Jesse Kilgore committed suicide in October by walking into the woods near his New York home and shooting himself.

The story expands on the connection between Dawkins’s Delusion and Jesse’s suicide.

It would take a number of blog entries to address every matter of substance that this incident raises.  I have decided just to focus briefly on one aspect- Christian vesus secular education.  From the article:

[Jesse's father] He suggested the moral is for Christians simply to abandon public schools wholly.

A time may come for that but I think there is a better solution:  transform the public schools.  This will require some ‘get tough’ action by concerned individuals in this country by people who generally aren’t ‘activists.’  They generally try to mind their own business, unlike the other side, which is filled with rabid ideologues who, literally, take to the street if they don’t get their way- or worse.   A story like this one helps illustrate the stakes involved.

But the story does illustrate the near abject failure of Christian education today.
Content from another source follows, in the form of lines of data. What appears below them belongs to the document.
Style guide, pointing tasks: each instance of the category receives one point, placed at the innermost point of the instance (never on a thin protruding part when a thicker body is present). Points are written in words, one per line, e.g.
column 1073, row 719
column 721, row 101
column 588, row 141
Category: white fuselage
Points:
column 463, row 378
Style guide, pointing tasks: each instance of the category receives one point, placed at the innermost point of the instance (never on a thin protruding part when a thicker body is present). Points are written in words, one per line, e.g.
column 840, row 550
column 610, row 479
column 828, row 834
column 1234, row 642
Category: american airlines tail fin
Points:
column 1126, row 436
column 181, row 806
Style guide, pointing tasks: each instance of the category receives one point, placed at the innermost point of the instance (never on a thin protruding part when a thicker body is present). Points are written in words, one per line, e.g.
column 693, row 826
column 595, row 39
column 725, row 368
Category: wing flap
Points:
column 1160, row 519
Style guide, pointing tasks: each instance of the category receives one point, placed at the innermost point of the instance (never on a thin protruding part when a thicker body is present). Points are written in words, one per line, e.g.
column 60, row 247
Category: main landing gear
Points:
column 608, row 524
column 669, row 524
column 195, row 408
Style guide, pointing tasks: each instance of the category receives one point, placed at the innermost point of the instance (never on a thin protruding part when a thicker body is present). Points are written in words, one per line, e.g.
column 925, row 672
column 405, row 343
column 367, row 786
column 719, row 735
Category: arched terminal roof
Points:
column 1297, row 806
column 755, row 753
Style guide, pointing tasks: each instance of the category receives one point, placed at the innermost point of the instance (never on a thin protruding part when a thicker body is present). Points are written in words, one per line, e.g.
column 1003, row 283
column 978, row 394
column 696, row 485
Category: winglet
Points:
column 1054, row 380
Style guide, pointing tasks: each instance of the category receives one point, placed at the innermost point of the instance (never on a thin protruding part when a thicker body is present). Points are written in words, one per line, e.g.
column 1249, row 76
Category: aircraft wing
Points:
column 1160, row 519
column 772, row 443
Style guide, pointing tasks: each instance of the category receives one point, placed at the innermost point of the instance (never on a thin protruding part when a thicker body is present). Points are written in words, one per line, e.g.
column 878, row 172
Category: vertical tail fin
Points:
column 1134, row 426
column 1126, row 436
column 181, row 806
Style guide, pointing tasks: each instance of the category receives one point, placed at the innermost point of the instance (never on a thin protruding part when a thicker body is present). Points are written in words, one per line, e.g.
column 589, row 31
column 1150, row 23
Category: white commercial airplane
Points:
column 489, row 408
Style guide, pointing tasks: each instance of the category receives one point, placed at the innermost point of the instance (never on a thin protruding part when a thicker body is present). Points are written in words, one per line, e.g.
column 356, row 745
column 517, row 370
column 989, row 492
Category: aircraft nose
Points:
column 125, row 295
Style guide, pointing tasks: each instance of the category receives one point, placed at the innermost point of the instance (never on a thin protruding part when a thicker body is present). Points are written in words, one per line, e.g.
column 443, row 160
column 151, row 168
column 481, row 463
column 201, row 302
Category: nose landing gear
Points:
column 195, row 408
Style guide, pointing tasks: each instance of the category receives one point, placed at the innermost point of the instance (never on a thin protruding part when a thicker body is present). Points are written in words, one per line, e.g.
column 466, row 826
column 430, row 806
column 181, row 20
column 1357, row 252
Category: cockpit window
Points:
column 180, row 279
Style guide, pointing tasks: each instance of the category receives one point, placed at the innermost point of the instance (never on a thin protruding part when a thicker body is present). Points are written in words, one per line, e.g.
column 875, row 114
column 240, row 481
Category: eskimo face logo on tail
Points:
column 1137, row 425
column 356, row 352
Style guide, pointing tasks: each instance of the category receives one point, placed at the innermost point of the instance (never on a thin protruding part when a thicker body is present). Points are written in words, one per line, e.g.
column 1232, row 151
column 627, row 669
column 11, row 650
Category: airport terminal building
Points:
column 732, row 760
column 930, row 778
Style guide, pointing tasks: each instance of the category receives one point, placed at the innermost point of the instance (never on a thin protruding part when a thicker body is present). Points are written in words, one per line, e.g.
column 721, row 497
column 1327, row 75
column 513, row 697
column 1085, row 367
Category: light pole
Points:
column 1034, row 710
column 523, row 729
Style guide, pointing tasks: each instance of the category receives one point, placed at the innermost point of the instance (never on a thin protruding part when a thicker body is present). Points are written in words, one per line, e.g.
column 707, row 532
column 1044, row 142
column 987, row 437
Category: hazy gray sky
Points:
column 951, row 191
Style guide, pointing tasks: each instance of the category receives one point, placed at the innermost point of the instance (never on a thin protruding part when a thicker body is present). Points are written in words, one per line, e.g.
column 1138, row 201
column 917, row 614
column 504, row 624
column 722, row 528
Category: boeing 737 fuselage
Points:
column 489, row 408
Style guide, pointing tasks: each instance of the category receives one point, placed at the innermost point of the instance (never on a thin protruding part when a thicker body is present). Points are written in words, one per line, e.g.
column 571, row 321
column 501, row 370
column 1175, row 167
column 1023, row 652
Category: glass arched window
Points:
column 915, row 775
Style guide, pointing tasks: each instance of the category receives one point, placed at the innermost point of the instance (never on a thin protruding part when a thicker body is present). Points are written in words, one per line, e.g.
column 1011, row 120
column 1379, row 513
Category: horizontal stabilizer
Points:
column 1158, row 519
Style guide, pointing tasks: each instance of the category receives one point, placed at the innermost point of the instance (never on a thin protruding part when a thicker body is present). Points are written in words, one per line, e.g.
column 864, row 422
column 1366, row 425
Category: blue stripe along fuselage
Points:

By this I do not mean Christian schools or educational institutions.  I mean how the Christian church transmits the faith to the next generation as a whole.   It is not uncommon for me as an apologist to have conversations with pastors and church leaders in various denominations who dismiss what I have to say with the quaint argument:  “But that isn’t the church’s job.  The Church’s job is to preach the Gospel” [and depending on the denomination, add: "and rightly administer the sacraments."]

Well, with that attitude one may well expect the Church to utterly disappear in a generation or too.  But no worries!  The Gospel was preached in its purity up until the last man!

I say this in relation to this post because if something like The God Delusion is persuasive to people, that is a testament to a nearly complete abandonment by the Christian Church to communicate what it believes and why it believes it.   If The Delusion be found formidable, that is like being so out of shape that a spit ball can knock you over.  The problem is not The Delusion, per se, but the creation of people ill equipped to spot the fallacies and inaccuracies that populate the arguments of the ‘New Atheists.”

And whose job is it to do this equipping?  The Church.  Whether a person goes to a Christian school or a public school, the Church has the obligation and duty to transmit the faith to the next generation in a robust form.  This duty should not be delegated to other institutions.  Right now I would say the Church transmits the outlines of the faith.  And this is not enough in a climate such as ours, where there is intense ideological competition and wide access to information about other ideas.